In her enthusiasm and desire to support her family and community Mary makes a fundamental mistake for any lawyer in a private law firm larger than one. Without doing a conflict review within the firm she commits to representing him.
When she advises her partner, Bennie Rosato, of the new case she learns to her dismay that Bennie is the long time lawyer for Dumbarton Industries, the parent company to Simon’s employer.
A huge ethical issue must be addressed. One lawyer cannot represent a client in a lawsuit against another client of the firm. There is a conflict of interest between the respective clients. Firms of every size require conflicts checks before taking on new cases.
Leaving aside the plausibility of Mary taking on a case without determining if there was a conflict I was surprised to learn the issue is not as clear cut as I expected where one of the clients is the parent company to the company being sued as is the case in Mary’s action.

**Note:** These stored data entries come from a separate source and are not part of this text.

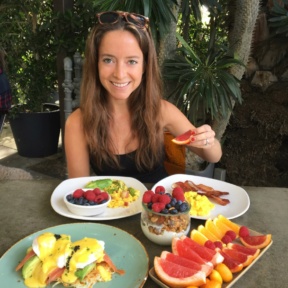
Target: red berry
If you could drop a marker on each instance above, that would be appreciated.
(157, 207)
(89, 195)
(105, 195)
(178, 193)
(78, 193)
(164, 199)
(159, 189)
(244, 231)
(226, 239)
(155, 198)
(100, 198)
(231, 234)
(97, 191)
(209, 244)
(218, 244)
(147, 196)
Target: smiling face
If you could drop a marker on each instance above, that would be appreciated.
(120, 64)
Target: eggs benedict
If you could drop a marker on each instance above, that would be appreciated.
(54, 258)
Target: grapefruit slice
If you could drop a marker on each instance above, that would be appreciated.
(254, 252)
(259, 241)
(178, 276)
(198, 237)
(231, 263)
(242, 258)
(184, 138)
(233, 226)
(184, 262)
(179, 248)
(204, 252)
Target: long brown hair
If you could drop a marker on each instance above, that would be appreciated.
(144, 103)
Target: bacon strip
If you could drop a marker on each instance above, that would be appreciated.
(202, 189)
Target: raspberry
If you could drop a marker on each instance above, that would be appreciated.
(105, 195)
(157, 207)
(97, 191)
(226, 239)
(231, 234)
(159, 189)
(89, 195)
(100, 198)
(155, 198)
(164, 199)
(209, 244)
(147, 196)
(218, 244)
(244, 231)
(78, 193)
(178, 193)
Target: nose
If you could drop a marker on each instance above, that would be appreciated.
(120, 70)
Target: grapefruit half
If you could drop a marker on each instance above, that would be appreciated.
(178, 276)
(259, 241)
(184, 138)
(254, 252)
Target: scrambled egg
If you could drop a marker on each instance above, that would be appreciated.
(121, 195)
(200, 204)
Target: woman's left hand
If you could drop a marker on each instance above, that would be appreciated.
(204, 137)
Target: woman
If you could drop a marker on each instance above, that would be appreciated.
(119, 126)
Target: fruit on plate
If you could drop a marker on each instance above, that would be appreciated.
(184, 138)
(254, 252)
(231, 263)
(244, 259)
(178, 276)
(259, 241)
(207, 254)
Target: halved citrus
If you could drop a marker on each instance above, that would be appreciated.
(254, 252)
(231, 263)
(179, 248)
(184, 138)
(209, 224)
(245, 259)
(207, 233)
(198, 237)
(224, 271)
(175, 275)
(184, 262)
(204, 252)
(233, 226)
(259, 241)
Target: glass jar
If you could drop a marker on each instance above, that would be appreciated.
(162, 228)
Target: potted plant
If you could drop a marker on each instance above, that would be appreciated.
(34, 124)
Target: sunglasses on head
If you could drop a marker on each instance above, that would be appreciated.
(113, 17)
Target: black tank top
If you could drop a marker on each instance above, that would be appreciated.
(129, 169)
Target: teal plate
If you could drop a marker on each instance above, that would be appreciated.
(125, 251)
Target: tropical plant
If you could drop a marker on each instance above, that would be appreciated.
(279, 18)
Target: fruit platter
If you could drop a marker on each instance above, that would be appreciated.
(214, 255)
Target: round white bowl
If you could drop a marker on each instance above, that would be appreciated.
(85, 210)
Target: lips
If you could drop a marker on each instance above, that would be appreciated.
(120, 85)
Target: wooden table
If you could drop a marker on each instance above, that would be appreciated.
(25, 208)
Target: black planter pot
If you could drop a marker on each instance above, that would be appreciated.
(37, 134)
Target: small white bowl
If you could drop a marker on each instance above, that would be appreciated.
(85, 210)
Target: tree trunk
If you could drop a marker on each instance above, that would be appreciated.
(240, 39)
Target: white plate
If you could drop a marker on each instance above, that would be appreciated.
(132, 257)
(239, 199)
(64, 187)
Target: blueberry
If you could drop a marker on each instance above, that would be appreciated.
(164, 211)
(173, 211)
(183, 207)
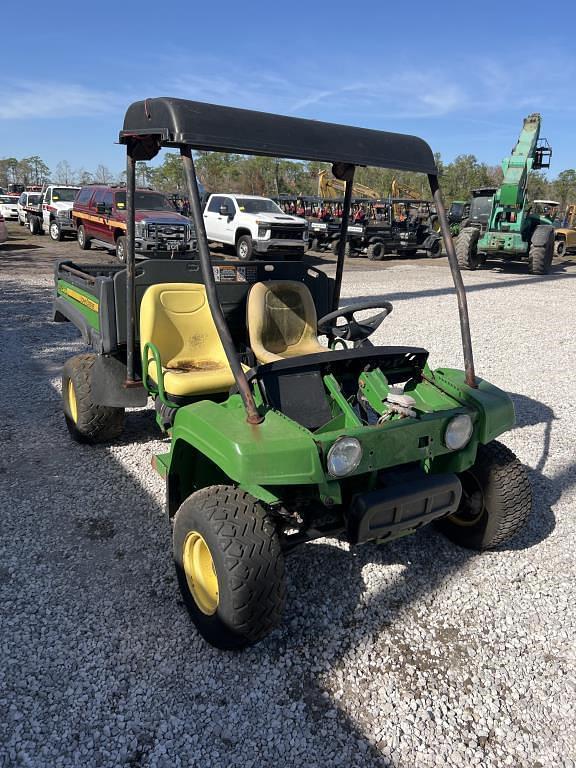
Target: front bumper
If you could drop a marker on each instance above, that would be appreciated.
(402, 507)
(264, 246)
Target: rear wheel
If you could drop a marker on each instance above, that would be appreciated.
(560, 248)
(55, 231)
(376, 251)
(87, 422)
(244, 247)
(229, 566)
(121, 249)
(496, 500)
(83, 241)
(540, 256)
(467, 248)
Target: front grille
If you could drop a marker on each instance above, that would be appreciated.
(167, 231)
(287, 233)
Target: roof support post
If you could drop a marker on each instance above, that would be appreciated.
(346, 172)
(130, 269)
(252, 415)
(458, 282)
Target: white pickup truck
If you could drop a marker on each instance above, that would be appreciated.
(52, 214)
(254, 226)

What Mary’s action inevitably provokes is the question whether Mary and Bennie can remain partners. Mary has acted precipitously, if not recklessly, and while there may be legal authority for being able to sue Open Spaces even though Bennie represents the parent company there are serious issues for the partnership. Law partners must trust each other and cannot be worried a partner will take up a case that may casuse a conflict with other clients of the firm. Taking the case against a client is further bound to have an adverse effect upon the firm’s relationship with the existing client.
In Exposed the owner of Dumbarton is Nate Lence, who Bennie has known since law school. He is incensed that Bennie will not forthwith prohibit Mary from taking the case. Bennie explains to her lover, Declan, Lence’s reaction:
…. “He wouldn’t normally, but this time, he’s taking it
“Because you’re involved. Hell hath no fury like a lawyer
To Scottoline’s credit Mary and Bennie remain respectful of each other as they determine whether there is a way for their partnership to survive. Both accept the other is honourable and not out to hurt the other partner.
As they wrestle with the question of conflict of interest the sales manager of Open Space is killed and Simon is the leading suspect.
I was startled by the murder. I had been caught up in the story of the civil action for wrongful dismissal, the transplant drama of Rachel and the conflict of interest issue. I had no need of a murder to keep me engrossed. If anything, I found the murder a distraction.
Scottoline’s resolution of the murder is cleverly done. Mary and Bennie use their legal skills to determine the real killer.
The conclusion was more Hollywood than I prefer in a book but the thriller conclusion was again well done by Scottoline.
You cannot describe Exposed as a light read with the serious legal issues addressed in the plot and a murder being solved. At the same time it was easy reading.
There are precious few works of legal fiction that emphasize positive family relationships. Mary’s family, official and unofficial, are warm emotional people. Most lawyers I know have such families. I wish more of them were created in legal fiction.
Exposed is the second book from the 2018 shortlist for the Harper Lee Prize for Legal Fiction I have read. I enjoyed the book.